Propose JSON Patch based incremental repodata update format

dholth commented 2 years ago

Thanks. Do you know if there is a way to get the a history of conda-forge repodata?

beckermr commented 2 years ago

No, I do not, but it should be easy enough to download it at a regular interval and then start testing.

beckermr commented 2 years ago

I had a few other comments/ideas here.

It'd be nice to unify or at least state how the patching format here will work with the repodata patching already done on defaults and conda-forge.
It'd be nice to ensure that this format plays well with shared repodata stores. For example, we could have a repodata shard be a single package in this format that has no to or from hashes and specify that it applies to any repodata file.
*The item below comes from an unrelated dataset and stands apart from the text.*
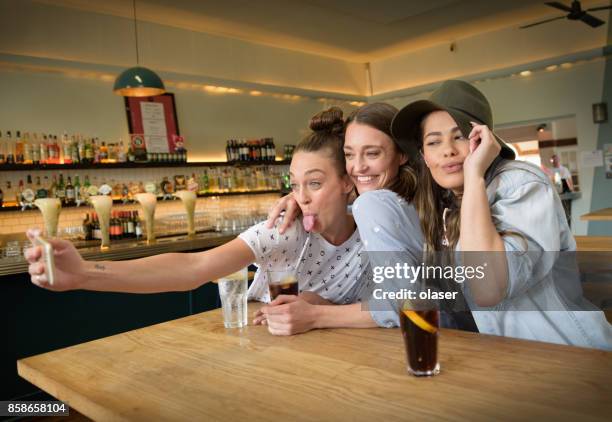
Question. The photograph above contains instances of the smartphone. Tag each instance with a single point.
(47, 258)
We'd want to test the performance of adding up a bunch of shards this way if we did such a thing.

dholth commented 2 years ago

conda's repodata patching happens upstream of this. Will have to check its patch format.

The nice thing about a generic patch is that it doesn't have to know anything about conda; all you need are two repodata.json to compare, you could make the patch on a mirror e.g. The idea behind the individual to / from hashes on each patch is that you might also stream them and want to check the chain.
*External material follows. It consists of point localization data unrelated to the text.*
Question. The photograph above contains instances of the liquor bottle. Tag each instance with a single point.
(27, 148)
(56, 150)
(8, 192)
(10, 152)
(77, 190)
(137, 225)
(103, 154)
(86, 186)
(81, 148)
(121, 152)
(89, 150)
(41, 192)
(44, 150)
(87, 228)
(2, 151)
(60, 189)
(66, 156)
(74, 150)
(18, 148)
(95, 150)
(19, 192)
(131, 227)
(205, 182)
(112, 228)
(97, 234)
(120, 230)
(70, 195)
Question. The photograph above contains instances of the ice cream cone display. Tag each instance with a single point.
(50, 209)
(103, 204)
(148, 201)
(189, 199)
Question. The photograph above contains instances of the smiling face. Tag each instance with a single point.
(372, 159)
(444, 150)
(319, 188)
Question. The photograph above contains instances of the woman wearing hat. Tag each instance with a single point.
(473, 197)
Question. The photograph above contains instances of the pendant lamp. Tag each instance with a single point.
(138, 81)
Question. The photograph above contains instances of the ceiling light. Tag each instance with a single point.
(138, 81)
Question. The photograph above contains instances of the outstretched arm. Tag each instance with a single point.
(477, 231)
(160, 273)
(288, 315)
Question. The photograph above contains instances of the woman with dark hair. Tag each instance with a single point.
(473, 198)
The patched document does hash equal if you normalize with the same json.dumps(sort_keys=True, indent=x) used by conda, but it seems like a lame way to normalize json.

Here's a repodata shard https://github.com/conda-forge/repodata-shards/blob/main/shards/linux-64/0/0/0/adios-python-1.13.1-py36hdd001d2_1006.tar.bz2.json and here is the commit history https://github.com/conda-forge/repodata-shards/commits/main

I suspect you would reach for a less generic solution for aggregating repodata shards into complete repodata.json. The speed would probably be fine, but you can get errors when the "from" document doesn't look like what a JSON Patch expects, and you're repeating the path from the root of the document to the packages dict a lot.

This idea will be fast enough if downloading, decompressing and applying the patch set takes less time than downloading a complete repodata.json minus the size of the patches.

beckermr commented 2 years ago

Hmm ok. I am not fully following, but having multiple repodata patching formats floating around that all do about the same thing seems odd to me.

FWIW, I wrote all of the code that populates conda-forge repodata-shards repo and combines them into a full repodata solution. I am pretty interested in getting that code out of its very specialized state and into something that is maintained properly.

beckermr commented 2 years ago

you can get errors when the "from" document doesn't look like what a JSON Patch expects, and you're repeating the path from the root of the document to the packages dict a lot.

What do you mean by this?

dholth commented 2 years ago

An example patch from the spec that would fail. https://datatracker.ietf.org/doc/html/rfc6902#appendix-A.12

Each part of a json patch is an operation, a path like "a/b/c" to navigate {}["a"]["b"]["c"], and a value.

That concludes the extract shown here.